Faut-il en déduire une dynamique de tension en pleine expansion ? Pas nécessairement, et d’ailleurs pour la simple cause que la tension, dans le champ de la communication, reste à un niveau très élevé qu’on pourrait dire d’une sorte assez paradoxale d’aggravation figée, au-delà et au-dessus de laquelle il est hasardeux d’aller sans risquer directement l’affrontement par les armes. Il n’empêche que certains autres s’exclameront en mettant en parallèle cette tension constante et la rapidité extrême de Poutine pour accueillir favorablement, ce même 24 juin, une proposition franco-allemande destinée à entraîner l’UE dans une direction inattendue :
« Le président Vladimir Poutine soutient une proposition franco-allemande visant à relancer au niveau européen les contacts directs avec la Russie et le chef de l’État russe, a fait savoir ce 24 juin le porte-parole du Kremlin. “Nous percevons positivement cette initiative. Vladimir Poutine est partisan de la création d'un mécanisme pour un dialogue et des contacts entre Bruxelles et Moscou”, a affirmé Dimitri Pechkov à la presse, tandis que l'Ukraine a dénoncé cette perspective qui sape, selon elle, la politique des sanctions. »

Tout cela permet de mieux percevoir le sommet de Moscou, et notamment l’attitude de Poutine, ferme à certains moments (face à la presse du bloc-BAO), positif à d’autres, – du type “il faut sauver ce qui peut, ou pourrait l’être, et rester prêt à tout pour le reste qui fait l’essentiel des festivités”. La direction russe ne s’en cache pas, et les événements parlent pour elle : la Russie est très ferme sur le terrain des choses, face aux tensions et aux provocations, et prompte à éventuellement les tourner à son avantage ; et elle est très ouverte à des propositions de meilleures relations, tout en sachant qu’il faut voir dans ces propositions à peu près 90% à 110% de communication, et le reste, s’il y en a, comme un très-mince espoir d’améliorer les choses (si possible pour les Russes, avec une effluve presque impalpable d’une certaine espérance de distanciation entre les Européens des USA, – puisqu’après tout on peut toujours rêver...).

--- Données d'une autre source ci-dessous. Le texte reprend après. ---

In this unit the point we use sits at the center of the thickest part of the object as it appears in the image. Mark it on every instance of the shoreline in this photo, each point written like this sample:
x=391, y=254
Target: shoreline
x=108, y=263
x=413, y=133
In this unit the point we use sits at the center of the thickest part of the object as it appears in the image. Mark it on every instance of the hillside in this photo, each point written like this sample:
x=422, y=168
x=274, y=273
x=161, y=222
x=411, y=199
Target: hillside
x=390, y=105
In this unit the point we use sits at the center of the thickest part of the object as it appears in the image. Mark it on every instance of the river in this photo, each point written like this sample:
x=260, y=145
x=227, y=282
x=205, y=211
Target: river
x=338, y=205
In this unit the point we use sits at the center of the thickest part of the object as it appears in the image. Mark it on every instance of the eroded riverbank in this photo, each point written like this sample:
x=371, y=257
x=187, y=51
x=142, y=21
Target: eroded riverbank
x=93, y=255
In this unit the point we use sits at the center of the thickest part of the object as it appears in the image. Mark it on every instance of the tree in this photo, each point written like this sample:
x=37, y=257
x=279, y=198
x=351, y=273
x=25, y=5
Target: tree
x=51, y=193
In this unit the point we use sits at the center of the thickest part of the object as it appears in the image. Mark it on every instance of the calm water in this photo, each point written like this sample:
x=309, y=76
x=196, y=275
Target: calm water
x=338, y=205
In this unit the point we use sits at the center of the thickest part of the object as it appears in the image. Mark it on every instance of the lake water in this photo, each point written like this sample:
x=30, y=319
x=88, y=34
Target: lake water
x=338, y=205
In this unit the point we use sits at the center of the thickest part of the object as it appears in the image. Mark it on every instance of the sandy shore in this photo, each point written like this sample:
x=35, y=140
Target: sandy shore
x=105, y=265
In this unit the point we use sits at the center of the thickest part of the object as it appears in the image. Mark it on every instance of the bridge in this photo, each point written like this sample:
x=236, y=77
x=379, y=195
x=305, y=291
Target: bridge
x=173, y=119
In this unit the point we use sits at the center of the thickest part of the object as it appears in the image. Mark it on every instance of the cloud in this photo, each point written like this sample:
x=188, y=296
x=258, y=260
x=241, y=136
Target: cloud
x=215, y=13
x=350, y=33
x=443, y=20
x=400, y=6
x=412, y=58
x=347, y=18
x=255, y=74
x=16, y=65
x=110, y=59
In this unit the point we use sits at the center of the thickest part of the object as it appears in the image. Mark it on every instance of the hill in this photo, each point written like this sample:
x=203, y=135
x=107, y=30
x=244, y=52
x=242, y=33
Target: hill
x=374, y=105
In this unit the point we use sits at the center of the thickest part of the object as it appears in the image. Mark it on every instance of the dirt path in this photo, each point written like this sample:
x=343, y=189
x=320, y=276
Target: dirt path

On dira donc que l’on comprend cette double politique russe, essentiellement en raison du caractère extraordinairement instable et insaisissable de la situation du bloc-BAO, notamment en regard des situations intérieures et des psychologies exacerbées alimentant la politiqueSystème. Notre conviction reste qu’il continue à y avoir une sorte de paralysie, de glaciation durable de la situation dans l’état chaotique présent de rtension, tandis que se poursuit l’essentiel qui est la dynamique de délitement et de déstructuration du bloc, et du Système dont le bloc est totalement dépendant. Cela n’empêche certainement pas les risques d’accident pouvant dégénérer mais les cantonne effectivement au rang d’incident, donc complètement dans l’imprévisible.